Inspiration and Cheap Imitation
Inspiration is usually a very positive thing in chess. In being exposed to examples of quality games and patterns, we hope that we too might execute similarly inspiration play. On rare occasions though, inspiration can lead to poorer play. For example, when I first studied Vukovic's classic "The Art of Attack in Chess", I spent nearly every ensuing game trying to engineer a "Greek Gift" AKA Bxh7+ sacrifice as in Vukovic's excellent examples. Many times I worsened my position because I was imposing my desires to play a classic sacrifice on a position that was not suited it.
In the following game, Konstantin Landa plays a beautiful game and absolutely demolishes Shaposhnikov's kingside.
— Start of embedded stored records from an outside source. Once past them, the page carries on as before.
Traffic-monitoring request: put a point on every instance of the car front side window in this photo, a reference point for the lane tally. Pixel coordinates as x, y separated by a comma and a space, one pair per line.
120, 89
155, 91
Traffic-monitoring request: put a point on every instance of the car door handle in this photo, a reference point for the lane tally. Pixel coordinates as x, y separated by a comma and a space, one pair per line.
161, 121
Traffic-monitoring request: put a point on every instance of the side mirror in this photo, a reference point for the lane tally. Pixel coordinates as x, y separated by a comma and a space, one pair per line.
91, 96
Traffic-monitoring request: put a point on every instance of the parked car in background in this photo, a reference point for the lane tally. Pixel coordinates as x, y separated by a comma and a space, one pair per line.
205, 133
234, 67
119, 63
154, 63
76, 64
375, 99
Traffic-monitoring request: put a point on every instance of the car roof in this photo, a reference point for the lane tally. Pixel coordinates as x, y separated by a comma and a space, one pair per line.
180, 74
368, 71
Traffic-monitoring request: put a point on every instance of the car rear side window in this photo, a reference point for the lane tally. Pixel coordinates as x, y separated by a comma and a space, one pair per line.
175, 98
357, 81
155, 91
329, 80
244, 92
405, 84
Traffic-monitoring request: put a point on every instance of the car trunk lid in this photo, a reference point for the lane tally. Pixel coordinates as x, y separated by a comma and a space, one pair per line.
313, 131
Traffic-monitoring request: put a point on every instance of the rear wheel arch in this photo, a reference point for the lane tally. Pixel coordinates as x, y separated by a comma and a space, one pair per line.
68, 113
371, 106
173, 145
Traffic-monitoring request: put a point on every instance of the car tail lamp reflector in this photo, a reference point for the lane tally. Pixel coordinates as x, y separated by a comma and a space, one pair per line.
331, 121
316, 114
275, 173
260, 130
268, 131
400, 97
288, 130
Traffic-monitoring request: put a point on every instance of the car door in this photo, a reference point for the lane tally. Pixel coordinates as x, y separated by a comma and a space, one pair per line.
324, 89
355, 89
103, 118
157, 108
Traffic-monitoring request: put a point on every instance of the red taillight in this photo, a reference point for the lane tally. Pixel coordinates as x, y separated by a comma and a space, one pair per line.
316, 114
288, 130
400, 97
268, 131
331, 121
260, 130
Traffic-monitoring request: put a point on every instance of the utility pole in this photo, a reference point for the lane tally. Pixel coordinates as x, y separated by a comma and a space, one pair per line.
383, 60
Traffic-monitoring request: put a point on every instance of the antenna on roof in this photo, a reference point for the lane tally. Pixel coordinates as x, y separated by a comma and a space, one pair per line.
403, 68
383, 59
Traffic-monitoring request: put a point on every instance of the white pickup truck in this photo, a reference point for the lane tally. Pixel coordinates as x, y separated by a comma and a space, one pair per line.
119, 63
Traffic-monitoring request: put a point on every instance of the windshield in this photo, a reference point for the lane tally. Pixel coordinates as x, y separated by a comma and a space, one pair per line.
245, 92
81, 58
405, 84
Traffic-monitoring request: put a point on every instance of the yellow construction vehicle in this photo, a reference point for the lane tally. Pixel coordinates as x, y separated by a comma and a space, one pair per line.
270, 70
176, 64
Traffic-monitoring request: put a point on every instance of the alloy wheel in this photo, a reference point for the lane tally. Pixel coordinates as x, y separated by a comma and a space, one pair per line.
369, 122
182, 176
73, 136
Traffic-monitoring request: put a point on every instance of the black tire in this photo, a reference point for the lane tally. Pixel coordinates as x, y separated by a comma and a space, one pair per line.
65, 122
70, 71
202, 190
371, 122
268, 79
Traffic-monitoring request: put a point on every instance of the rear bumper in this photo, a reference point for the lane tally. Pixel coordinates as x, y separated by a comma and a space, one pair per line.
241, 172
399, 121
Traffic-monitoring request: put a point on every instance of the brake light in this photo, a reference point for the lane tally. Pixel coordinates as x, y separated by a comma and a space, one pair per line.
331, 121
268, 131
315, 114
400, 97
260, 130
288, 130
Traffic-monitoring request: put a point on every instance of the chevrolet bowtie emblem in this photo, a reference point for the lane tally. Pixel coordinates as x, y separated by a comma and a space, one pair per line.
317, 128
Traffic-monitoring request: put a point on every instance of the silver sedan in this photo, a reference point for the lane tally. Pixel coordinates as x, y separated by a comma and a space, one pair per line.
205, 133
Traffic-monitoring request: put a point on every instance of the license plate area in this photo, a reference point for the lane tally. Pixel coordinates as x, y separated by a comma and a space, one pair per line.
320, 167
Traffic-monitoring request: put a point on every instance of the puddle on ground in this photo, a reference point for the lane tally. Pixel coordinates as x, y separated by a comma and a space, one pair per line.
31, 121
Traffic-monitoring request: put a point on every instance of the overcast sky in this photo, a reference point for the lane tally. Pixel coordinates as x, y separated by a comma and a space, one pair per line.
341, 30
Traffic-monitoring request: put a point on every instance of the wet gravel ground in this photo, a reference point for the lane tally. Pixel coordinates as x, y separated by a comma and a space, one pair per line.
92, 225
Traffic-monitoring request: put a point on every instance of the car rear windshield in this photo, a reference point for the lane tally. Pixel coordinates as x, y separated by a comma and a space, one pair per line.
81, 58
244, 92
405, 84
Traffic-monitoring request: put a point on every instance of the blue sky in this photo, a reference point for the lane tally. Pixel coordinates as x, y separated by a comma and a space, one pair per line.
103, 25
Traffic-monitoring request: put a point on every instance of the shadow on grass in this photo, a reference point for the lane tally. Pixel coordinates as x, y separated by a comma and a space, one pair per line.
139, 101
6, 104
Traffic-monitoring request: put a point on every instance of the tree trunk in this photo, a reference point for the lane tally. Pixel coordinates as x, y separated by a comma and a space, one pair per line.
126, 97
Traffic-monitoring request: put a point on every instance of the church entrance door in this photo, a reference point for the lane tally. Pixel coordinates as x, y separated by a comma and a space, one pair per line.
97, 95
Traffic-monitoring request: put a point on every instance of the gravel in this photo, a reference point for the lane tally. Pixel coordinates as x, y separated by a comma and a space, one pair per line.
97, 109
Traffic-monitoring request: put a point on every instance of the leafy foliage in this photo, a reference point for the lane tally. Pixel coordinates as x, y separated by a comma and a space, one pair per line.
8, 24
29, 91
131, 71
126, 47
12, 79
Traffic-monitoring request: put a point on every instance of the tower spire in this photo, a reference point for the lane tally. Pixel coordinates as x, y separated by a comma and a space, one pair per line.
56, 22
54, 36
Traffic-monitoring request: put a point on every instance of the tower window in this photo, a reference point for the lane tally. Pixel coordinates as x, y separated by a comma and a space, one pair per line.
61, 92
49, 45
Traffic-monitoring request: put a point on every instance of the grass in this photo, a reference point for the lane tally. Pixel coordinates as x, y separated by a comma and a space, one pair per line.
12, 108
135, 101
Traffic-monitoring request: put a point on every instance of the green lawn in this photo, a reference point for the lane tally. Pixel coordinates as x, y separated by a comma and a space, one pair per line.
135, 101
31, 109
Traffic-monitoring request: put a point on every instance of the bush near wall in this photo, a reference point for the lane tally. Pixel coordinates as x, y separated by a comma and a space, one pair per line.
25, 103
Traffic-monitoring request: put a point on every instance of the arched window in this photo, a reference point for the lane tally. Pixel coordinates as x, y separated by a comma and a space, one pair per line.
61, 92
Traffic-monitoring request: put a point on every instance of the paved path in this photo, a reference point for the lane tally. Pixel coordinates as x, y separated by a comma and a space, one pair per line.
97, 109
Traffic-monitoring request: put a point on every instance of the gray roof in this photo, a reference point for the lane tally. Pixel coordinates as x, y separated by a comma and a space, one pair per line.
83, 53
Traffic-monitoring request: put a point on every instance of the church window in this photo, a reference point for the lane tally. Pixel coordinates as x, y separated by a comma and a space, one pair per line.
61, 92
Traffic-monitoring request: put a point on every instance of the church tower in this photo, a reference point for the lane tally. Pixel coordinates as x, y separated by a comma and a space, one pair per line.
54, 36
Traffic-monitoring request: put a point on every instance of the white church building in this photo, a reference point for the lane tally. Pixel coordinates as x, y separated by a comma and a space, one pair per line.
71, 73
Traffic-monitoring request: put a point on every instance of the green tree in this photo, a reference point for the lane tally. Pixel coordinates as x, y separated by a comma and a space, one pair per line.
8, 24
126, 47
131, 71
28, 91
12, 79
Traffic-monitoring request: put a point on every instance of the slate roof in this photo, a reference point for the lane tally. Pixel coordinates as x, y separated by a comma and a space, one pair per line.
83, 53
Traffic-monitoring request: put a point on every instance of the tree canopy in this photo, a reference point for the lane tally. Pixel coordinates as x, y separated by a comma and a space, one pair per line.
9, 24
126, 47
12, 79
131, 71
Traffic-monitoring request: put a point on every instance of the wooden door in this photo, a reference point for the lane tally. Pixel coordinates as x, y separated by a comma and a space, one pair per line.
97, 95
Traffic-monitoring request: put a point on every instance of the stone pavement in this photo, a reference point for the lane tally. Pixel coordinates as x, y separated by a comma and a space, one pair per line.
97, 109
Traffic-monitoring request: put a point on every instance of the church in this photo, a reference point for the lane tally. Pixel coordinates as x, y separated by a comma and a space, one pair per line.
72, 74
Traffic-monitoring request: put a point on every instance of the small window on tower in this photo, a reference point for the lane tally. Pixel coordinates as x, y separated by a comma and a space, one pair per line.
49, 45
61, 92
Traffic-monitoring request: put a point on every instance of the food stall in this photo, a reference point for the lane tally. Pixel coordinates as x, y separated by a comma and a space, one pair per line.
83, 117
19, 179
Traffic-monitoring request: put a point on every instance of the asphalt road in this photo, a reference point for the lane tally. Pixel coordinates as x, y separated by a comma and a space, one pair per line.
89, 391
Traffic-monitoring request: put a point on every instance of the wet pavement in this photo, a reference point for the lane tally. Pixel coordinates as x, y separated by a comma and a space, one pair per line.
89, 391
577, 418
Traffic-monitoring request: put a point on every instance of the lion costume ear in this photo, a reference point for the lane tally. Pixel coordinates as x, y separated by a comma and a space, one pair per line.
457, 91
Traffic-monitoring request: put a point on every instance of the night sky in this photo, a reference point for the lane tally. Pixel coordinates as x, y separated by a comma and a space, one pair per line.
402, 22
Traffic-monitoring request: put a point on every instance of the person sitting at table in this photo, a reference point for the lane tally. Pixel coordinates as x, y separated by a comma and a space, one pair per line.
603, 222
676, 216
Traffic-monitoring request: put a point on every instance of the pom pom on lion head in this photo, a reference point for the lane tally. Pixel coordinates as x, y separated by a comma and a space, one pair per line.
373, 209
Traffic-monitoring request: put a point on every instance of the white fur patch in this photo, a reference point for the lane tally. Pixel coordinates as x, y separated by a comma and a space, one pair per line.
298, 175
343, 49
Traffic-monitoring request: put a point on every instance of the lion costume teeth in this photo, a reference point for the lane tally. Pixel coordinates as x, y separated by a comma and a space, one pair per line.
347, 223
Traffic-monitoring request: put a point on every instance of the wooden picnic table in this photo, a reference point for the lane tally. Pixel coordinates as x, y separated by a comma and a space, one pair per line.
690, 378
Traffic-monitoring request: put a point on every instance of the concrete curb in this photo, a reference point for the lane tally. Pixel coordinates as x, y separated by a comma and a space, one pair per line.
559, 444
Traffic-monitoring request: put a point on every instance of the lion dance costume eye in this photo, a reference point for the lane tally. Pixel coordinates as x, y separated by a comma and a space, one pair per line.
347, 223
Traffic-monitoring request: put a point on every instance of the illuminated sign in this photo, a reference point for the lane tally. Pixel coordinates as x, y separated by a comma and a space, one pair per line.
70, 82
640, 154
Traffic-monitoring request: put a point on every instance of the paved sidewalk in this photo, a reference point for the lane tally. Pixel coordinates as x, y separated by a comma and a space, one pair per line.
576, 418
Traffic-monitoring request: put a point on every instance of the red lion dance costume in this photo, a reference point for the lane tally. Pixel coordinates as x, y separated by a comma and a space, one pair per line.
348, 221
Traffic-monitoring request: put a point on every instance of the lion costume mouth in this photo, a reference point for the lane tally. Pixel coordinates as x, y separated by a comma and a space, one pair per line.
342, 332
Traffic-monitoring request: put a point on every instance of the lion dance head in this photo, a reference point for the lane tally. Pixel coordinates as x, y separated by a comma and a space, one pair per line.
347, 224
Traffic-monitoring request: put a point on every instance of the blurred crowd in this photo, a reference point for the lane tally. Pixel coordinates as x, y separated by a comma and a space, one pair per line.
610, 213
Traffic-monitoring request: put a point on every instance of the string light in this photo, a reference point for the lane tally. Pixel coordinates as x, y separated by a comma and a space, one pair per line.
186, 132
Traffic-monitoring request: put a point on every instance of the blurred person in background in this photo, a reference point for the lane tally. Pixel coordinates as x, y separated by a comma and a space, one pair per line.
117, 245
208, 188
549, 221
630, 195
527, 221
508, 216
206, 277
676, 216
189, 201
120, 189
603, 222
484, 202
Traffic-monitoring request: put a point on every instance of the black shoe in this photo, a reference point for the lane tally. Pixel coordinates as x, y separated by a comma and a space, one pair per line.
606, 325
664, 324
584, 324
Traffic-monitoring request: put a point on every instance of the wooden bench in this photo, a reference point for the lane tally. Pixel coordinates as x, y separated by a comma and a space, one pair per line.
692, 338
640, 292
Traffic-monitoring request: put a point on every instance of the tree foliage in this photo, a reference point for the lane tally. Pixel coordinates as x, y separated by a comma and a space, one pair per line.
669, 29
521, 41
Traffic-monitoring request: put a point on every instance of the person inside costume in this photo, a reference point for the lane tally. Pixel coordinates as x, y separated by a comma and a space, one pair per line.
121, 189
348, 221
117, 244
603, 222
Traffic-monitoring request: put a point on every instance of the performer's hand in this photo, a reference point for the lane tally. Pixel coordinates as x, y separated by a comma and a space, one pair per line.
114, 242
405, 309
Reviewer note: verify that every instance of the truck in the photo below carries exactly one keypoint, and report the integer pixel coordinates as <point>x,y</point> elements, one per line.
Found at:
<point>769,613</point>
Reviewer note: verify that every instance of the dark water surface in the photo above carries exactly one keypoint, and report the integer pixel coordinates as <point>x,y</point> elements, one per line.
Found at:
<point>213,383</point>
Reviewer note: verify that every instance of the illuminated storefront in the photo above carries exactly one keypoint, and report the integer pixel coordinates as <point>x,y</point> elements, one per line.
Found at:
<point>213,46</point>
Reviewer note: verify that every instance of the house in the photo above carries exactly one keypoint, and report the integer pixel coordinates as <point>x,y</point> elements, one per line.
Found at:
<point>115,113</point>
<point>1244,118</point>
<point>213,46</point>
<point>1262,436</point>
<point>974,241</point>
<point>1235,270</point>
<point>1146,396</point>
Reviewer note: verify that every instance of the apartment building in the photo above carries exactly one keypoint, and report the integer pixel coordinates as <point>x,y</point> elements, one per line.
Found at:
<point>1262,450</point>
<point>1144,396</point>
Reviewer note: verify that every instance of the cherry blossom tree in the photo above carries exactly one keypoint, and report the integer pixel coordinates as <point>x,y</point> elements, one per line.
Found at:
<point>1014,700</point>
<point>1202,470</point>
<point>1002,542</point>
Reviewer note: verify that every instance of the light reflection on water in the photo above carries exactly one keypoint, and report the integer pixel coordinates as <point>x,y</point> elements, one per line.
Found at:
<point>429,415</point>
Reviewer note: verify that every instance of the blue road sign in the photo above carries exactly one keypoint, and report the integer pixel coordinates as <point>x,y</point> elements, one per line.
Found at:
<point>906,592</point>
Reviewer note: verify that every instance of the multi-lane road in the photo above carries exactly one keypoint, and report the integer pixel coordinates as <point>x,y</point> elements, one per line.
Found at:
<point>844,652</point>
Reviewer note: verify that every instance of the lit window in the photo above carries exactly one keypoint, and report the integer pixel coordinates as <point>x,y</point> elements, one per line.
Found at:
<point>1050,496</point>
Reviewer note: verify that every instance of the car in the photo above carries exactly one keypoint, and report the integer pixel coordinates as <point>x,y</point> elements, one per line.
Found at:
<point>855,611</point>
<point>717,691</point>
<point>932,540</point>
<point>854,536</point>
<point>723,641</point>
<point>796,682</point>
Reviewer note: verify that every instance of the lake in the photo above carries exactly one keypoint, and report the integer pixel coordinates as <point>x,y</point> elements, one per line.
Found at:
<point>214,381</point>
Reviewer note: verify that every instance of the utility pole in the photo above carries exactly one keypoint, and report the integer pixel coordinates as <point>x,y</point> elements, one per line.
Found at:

I think the reader will agree with me that Landa's game is quite beautiful. I annotated it when I first saw it many years ago, and it left a strong impression on me. In the following game, I was playing a lower rated player, and I tried to imitate Landa's play. Unfortunately, the position is not identical, and the ensuing sacrifices are at best good for a balanced position. In fact, I achieved a worse position, and only won after mistakes from my opponent. What is worse is that I knew the sacrifices were less promising, but I opted for them anyway because I couldn't resist the temptation of imitating Landa's play.
In summation... "The encounter was a victory, but I think we've shown it as an example of ... what not to do."